Which order should you eat your food in? It's not all the same!
Research shows that extreme fluctuations in blood glucose levels are even more damaging than a steady high level. So how do we flatten the curve? The order in which you consume food can help dramatically
If you're reading this, you are probably familiar with the importance of avoiding the feared glucose spike, but here's a short refresher. Most consumed carbohydrates are converted into glucose and other simple sugars which quickly move from the digestive system into our bloodstream.
Blood plasma glucose level regulation is extremely important for our health. Heightened blood glucose levels are not only dangerous for people with diabetes; glucose is a reactive compound which causes inflammation-like states, oxidative stress, and protein glycation (sugars binding to proteins), causing cellular damage and promoting various chronic diseases and aging.
Insulin is the hormone responsible for instructing cells to take up the glucose, lowering our plasma glucose levels. However, frequent spikes in plasma glucose levels or constantly elevated plasma glucose levels cause repeated insulin secretion which can cause our cells to stop responding to insulin's instructions as effectively (we become insulin resistant), inhibiting our bodies' ability to regulate our glucose levels. Research shows that extreme fluctuations in blood glucose levels are more damaging than a steady high level. So how do we flatten the curve?
Vegetables or meat before pasta
One of the surprising ways in which extreme glucose spikes can be avoided, even while eating carbohydrate-rich food, is by carefully considering the order in which we eat different foodstuffs.

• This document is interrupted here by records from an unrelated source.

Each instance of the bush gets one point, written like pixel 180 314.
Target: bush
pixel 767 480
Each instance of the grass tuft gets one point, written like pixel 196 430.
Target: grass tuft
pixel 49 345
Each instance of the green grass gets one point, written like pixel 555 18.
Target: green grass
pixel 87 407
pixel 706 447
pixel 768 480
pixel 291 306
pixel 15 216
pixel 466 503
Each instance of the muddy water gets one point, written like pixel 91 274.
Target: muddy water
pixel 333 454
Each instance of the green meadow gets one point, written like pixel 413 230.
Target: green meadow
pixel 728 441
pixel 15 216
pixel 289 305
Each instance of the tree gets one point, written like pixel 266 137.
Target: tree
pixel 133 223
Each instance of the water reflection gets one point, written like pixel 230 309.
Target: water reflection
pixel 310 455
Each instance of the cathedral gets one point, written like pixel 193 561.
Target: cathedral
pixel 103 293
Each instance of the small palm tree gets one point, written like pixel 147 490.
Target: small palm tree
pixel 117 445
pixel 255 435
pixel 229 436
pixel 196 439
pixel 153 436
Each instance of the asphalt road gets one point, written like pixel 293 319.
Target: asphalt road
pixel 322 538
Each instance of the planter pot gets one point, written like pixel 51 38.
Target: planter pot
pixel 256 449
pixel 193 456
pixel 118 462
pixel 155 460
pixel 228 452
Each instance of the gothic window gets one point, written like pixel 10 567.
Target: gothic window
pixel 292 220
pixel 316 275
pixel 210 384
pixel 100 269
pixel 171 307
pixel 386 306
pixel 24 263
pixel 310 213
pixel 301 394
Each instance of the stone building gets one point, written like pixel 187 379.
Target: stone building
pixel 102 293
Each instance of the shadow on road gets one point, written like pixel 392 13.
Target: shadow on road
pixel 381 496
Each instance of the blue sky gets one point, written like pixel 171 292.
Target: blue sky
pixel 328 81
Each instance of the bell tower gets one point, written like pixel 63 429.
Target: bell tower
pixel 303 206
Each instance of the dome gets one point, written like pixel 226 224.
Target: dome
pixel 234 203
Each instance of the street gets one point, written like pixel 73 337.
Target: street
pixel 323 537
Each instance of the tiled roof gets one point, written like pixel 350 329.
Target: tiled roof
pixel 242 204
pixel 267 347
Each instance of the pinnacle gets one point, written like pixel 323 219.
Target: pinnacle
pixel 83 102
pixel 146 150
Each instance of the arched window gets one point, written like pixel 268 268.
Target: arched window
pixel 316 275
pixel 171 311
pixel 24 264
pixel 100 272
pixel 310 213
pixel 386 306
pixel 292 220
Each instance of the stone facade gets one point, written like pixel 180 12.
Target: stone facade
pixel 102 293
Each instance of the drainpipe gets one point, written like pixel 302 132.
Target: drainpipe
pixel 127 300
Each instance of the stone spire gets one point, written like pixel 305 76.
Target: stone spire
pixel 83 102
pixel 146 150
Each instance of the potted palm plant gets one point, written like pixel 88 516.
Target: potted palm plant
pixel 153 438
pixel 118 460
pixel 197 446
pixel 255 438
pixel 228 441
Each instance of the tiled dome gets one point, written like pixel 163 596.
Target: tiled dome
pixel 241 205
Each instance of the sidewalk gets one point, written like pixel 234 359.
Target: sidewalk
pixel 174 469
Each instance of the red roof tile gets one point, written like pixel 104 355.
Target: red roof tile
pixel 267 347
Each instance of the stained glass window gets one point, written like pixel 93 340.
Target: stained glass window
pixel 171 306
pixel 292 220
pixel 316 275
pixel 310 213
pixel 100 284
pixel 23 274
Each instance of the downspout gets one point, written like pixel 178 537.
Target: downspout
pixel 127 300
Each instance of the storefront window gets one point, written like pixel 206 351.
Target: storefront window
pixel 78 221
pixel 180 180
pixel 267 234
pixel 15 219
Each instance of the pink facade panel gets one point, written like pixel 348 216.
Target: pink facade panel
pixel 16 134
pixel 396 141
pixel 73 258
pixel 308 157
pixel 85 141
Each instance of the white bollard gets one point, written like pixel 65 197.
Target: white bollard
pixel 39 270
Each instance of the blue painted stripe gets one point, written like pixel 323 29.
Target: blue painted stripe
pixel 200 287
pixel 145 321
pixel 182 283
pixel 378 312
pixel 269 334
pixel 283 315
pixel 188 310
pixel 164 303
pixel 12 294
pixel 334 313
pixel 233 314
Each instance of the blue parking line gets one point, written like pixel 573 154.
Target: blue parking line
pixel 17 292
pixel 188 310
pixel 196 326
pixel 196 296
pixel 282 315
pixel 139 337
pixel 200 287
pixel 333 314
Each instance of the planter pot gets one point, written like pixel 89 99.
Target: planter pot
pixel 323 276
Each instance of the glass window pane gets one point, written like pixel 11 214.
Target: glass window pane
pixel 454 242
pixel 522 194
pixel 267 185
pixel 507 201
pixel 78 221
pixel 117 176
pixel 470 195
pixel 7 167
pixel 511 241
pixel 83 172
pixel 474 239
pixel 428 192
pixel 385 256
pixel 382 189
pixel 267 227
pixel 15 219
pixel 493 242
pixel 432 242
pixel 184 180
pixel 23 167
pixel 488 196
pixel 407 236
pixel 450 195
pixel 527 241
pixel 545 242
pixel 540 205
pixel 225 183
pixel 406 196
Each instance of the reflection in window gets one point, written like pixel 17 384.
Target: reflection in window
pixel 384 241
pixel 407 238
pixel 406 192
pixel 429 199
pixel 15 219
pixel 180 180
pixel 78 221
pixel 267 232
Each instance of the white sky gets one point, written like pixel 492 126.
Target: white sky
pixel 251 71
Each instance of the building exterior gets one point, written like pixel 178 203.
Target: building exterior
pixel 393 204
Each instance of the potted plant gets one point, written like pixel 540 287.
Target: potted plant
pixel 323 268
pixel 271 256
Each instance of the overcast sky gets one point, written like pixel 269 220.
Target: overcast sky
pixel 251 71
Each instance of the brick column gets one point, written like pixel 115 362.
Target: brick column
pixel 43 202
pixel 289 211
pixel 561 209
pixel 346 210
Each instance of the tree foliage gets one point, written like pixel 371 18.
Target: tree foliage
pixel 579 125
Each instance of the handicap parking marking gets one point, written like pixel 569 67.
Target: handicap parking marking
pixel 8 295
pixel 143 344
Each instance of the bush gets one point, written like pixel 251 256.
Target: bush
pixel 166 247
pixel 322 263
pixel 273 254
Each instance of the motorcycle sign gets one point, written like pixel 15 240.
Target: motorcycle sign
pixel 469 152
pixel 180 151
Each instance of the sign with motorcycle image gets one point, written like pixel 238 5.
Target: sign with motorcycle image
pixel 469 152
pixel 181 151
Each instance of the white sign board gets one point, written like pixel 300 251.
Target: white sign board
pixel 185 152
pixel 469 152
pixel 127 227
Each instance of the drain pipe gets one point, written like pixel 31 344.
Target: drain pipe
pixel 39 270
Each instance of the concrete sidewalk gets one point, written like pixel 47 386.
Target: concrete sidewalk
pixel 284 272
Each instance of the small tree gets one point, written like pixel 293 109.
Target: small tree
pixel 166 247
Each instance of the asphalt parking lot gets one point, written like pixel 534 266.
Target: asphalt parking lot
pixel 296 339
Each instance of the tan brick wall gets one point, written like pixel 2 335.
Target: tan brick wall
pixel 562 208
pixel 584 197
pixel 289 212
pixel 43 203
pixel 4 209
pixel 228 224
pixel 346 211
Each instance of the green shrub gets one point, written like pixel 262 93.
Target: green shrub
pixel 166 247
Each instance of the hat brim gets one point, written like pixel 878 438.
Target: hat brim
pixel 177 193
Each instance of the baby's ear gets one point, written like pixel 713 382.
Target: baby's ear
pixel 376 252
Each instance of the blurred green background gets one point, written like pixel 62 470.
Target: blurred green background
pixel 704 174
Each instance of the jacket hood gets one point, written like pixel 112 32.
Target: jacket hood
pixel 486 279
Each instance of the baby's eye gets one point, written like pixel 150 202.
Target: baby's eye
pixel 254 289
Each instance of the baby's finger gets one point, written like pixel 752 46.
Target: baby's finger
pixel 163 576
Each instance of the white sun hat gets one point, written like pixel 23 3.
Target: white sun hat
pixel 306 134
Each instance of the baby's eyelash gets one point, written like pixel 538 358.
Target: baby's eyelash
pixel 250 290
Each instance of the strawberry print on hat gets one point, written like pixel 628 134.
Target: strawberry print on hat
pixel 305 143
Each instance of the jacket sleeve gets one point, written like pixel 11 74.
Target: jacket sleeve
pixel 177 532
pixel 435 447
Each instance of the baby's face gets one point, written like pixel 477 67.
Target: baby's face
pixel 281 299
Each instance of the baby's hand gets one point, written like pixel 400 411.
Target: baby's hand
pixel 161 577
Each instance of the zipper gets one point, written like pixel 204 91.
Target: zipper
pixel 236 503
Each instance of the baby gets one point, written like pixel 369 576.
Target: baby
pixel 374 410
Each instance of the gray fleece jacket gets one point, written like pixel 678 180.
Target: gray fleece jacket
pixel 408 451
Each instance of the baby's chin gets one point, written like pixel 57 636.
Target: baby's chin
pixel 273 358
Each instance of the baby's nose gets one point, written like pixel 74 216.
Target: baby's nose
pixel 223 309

Traditionally, a complete meal in the western world includes vegetables (a salad or vegetable side dish; main source of fiber), meat or fish (main source of protein), and carbohydrates (bread, pasta, rice, other starchy vegetables, dessert). It has been shown that consuming fiber or protein before carbohydrate-rich food can significantly slow down and reduce the following rise in plasma glucose levels. The exact cause of this effect is not completely understood, but the theory is that when we eat carbohydrates on an empty stomach, they are very quickly broken down to simple sugars and absorbed into our bloodstream, causing a rapid spike in our plasma glucose levels. Protein and fibre can both provide a physical barrier slowing down glucose absorption and delay the movement of stomach contents from the stomach into the intestine by activating the secretion of certain hormones, leading to slower glucose absorption into the bloodstream and a flatter glucose spike following meal consumption. As Jessie Inchauspé, author of Glucose revolution, would put it – you should always try to „put clothes on“ carbs!
Drinking fermented microdrinks
Another occasional habit we could easily get into is drinking fermented microdrinks before consuming carbohydrate-rich foods. Studies have shown that drinking fermented drinks before eating carbohydrate-rich food can improve our bodies' plasma glucose response after the meal. Be careful though, as the studies show this effect only applies to foods rich with complex carbohydrates (such as the starch in rice or potatoes), not to foods with simple carbohydrates (such as table sugar)! This means no amount of fermented food is going to prevent a sharp glucose spike after consuming an entire tub of ice cream or five glasses of soda.
The methods and mechanisms of plasma glucose regulation are varied, complex, and fascinating, but the bottom line is this: you need to deeply think about the food and drinks you are consuming.
You are literally built from the food you eat, it is not just sustenance, it has a profound impact on your physiology, physical and mental health, longevity and healthspan. If you don't monitor your plasma glucose levels, take note of how you feel in your body and mind after trying to dress up your carbs!